Kerns: What about the most important aspect of health care that we have not talked about yet, which is patients? How did their finances hold up? The last time that health care received a shock, anything resembling the pandemic of course, was the financial crisis of 2008 and nine when uninsured rate shot up, but that didn't really have this time around, did it?

Egan: Yeah, this was the first time I would say that the Affordable Care Act's insurance safety net was really put to the test in a big way. And although we did see big temporary spikes in unemployment and some drops in employer sponsored coverage as a result, what we saw was that the new safety net largely worked as it was designed to. And so overall the uninsured rate actually hasn't increased all that much, which is pretty remarkable given what we've seen on the employment side of the equation.

Kerns: Recently, I asked a lot of my colleagues to submit a few ideas for a piece that we did for the Daily Briefing on what about the pandemic most surprised you in terms of the industry's response and our colleague, Amanda Berra pointed out that it was the safety net working as designed, that really surprised her most. And it really says a lot about our time today, that working as designed is big surprise, but here we are, 2021.

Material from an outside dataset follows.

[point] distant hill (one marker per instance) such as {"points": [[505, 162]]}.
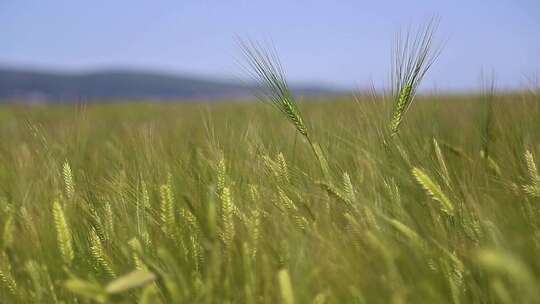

Going back to 2008 and 2009—the financial crisis—that unemployment spike that we saw was of course one of the reasons why the Affordable Care Act was put in place to begin with. During that crisis employers needed to cut costs by any means necessary.

Now some of that was achieved through layoffs, but a big bet was made on high deductible plans also with the hope of using them to encourage a lot more price shopping and decrease a lot of unnecessary utilization. But the pandemic did the latter job for employers this time around. Is that fair?

Egan: Yeah, I think that's fair. I think what we saw on the employer side is that health care budgets were something of a bright spot actually for many employers in 2020, and even in 2021, because of those declines in utilization. The big concern on the part of employers is that they know that that decline is probably going to be temporary. And they're in fact afraid that a lot of that deferred care is going to lead to big spikes in utilization down the line. So their concern is not so much the current reality, but what might happen in the next two to three years.